Saiba como funciona o lenacapavir e por qual motivo o Brasil não pode usar o medicamento ou seus genéricos

O lenacapavir é a nova ferramenta na luta contra o HIV, especialmente na prevenção. O remédio injetável, desenvolvido pela farmacêutica norte-americana Gilead Sciences, protege as pessoas contra o vírus por cerca de seis meses com apenas uma aplicação subcutânea. Dois grandes estudos publicados no ano passado mostraram eficácia entre 96% e 100% — o que, segundo especialistas, é bastante alto.

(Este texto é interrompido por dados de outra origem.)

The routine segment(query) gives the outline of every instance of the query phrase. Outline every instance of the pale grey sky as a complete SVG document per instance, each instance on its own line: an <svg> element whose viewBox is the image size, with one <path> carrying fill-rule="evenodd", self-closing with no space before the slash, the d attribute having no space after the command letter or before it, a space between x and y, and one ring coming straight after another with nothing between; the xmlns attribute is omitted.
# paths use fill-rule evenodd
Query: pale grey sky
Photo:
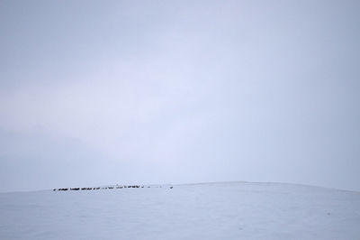
<svg viewBox="0 0 360 240"><path fill-rule="evenodd" d="M360 190L359 1L0 0L0 191Z"/></svg>

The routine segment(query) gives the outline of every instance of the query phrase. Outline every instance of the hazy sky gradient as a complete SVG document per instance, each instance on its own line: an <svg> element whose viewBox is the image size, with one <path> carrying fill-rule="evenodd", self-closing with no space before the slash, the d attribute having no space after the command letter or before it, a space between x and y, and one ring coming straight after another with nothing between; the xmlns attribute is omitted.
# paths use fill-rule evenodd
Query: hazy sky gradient
<svg viewBox="0 0 360 240"><path fill-rule="evenodd" d="M360 190L359 1L0 0L0 191Z"/></svg>

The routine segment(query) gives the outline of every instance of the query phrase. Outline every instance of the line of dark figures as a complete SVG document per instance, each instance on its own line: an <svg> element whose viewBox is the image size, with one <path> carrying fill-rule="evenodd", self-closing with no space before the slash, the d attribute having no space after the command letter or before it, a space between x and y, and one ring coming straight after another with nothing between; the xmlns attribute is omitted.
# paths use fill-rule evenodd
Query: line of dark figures
<svg viewBox="0 0 360 240"><path fill-rule="evenodd" d="M58 191L67 191L67 190L98 190L98 189L139 189L139 188L145 188L144 186L140 186L140 185L129 185L129 186L116 186L116 187L103 187L103 188L70 188L70 189L54 189L53 190L58 190ZM150 186L148 186L148 188L150 188ZM159 186L161 188L161 186ZM170 189L173 189L171 186Z"/></svg>

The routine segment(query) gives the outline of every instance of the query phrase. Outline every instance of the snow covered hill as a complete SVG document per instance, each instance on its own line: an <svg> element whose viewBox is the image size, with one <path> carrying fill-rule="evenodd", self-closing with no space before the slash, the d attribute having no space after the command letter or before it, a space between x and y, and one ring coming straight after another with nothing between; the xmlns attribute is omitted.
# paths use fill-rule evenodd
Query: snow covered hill
<svg viewBox="0 0 360 240"><path fill-rule="evenodd" d="M0 194L0 239L360 239L360 192L227 182Z"/></svg>

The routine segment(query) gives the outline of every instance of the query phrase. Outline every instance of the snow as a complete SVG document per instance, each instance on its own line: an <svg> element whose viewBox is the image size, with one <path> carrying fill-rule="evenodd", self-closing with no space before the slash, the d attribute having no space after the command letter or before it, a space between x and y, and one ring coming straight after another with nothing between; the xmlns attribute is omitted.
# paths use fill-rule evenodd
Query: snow
<svg viewBox="0 0 360 240"><path fill-rule="evenodd" d="M360 192L208 183L0 194L0 239L359 239Z"/></svg>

O impacto foi tão grande que a revista Science elegeu o lenacapavir como um dos maiores avanços científicos de 2024. “É uma poderosa adição à série de avanços biomédicos notáveis que estão constantemente fazendo com que o HIV/aids deixe de ser uma doença que desestrutura comunidades inteiras e passe a ser uma enfermidade rara”, disse o periódico. 

Apesar de sua relevância no combate a um dos maiores problemas globais de saúde pública, os brasileiros ainda enfrentam barreiras de acesso ao lenacapavir (ou a genéricos). Registros regulatórios em andamento, preço elevado e limitações em negociações internacionais são os principais impeditivos.

 

Por que o medicamento é tão poderoso

Segundo Gustavo de Araújo Pinto, infectologista e professor-adjunto da Universidade Federal de Santa Catarina (UFSC), o lenacapavir atua bloqueando a formação do capsídeo do HIV. O capsídeo pode ser entendido como uma cápsula que envolve e protege o material genético do vírus.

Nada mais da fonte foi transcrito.